El tono severo provocó en John una inmediata docilidad.
– E…está bien. Pero tengo que estar otra vez cerca de la abertura, ¿de acuerdo, Teddy?
El infantil ruego hizo que Theodore se arrepintiese enseguida de haberle regañado.
– De acuerdo, pero date prisa. Si nuestras manos no están ya congeladas, pronto lo estarán.
Ya de vuelta en la madriguera, John preguntó:
– ¿Todavía sientes los dedos, Teddy?
– No estoy seguro, ni estoy dispuesto a pensarlo.
Callaron otra vez. Pronto, el mundo que los rodeaba fuera del refugio se tornó completamente negro.
– Creo que se me ha congelado la nariz -farfulló John.
– Bueno, si girases para acá de cara al interior o me dejaras a mí estar de ese lado por un rato podría deshelarse. Como sea, ¿qué diferencia hay ahora? Fuera es de noche y está tan oscuro como aquí dentro.
Lo único que dijo John fue;
– Por lo menos tengo un agujero para respirar.
Gozaron del milagro de dormirse.
Theodore despertó, desorientado. Junto a él, John estaba demasiado inmóvil, y Theodore buscó su cara en la oscuridad: la sintió helada. Pero quizá lo que estuviese helada fuera su propia mano.
– Tienes que darte la vuelta. Vamos, no discutas.
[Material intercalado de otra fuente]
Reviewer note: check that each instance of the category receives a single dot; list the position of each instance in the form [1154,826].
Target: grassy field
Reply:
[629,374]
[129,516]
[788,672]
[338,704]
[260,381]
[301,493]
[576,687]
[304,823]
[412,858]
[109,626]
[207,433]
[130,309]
Esa vez, John se sometió. Theodore lo rodeó con los brazos y lo abrazó como si fuese un niño, procurando apaciguar su propio miedo. No podían morir de ese modo. Sencillamente no podían. ¡Pero si cuando salieron de la casa su madre tenía sábanas colgando a secar y pan cociéndose en el horno! A esas alturas, ya estaría horneado y guardado en la panera. Un día de esa semana irían de pesca con Ulmer. Y Kristían terminaría el octavo grado dentro de cuatro semanas. ¿Qué diría Kristian si su propio padre faltaba a la ceremonia? ¿Y Linnea? Oh, su dulce Linnea creía que aún estaba enfadado con ella. E iba a dar a luz al hijo de los dos. No podía morirse sin ver a su hijo. Yaciendo en la lóbrega negrura bajo la carreta con su hermano temblando en sus brazos, a Theodore le parecieron todas razones válidas para que la nevisca no ganase la partida.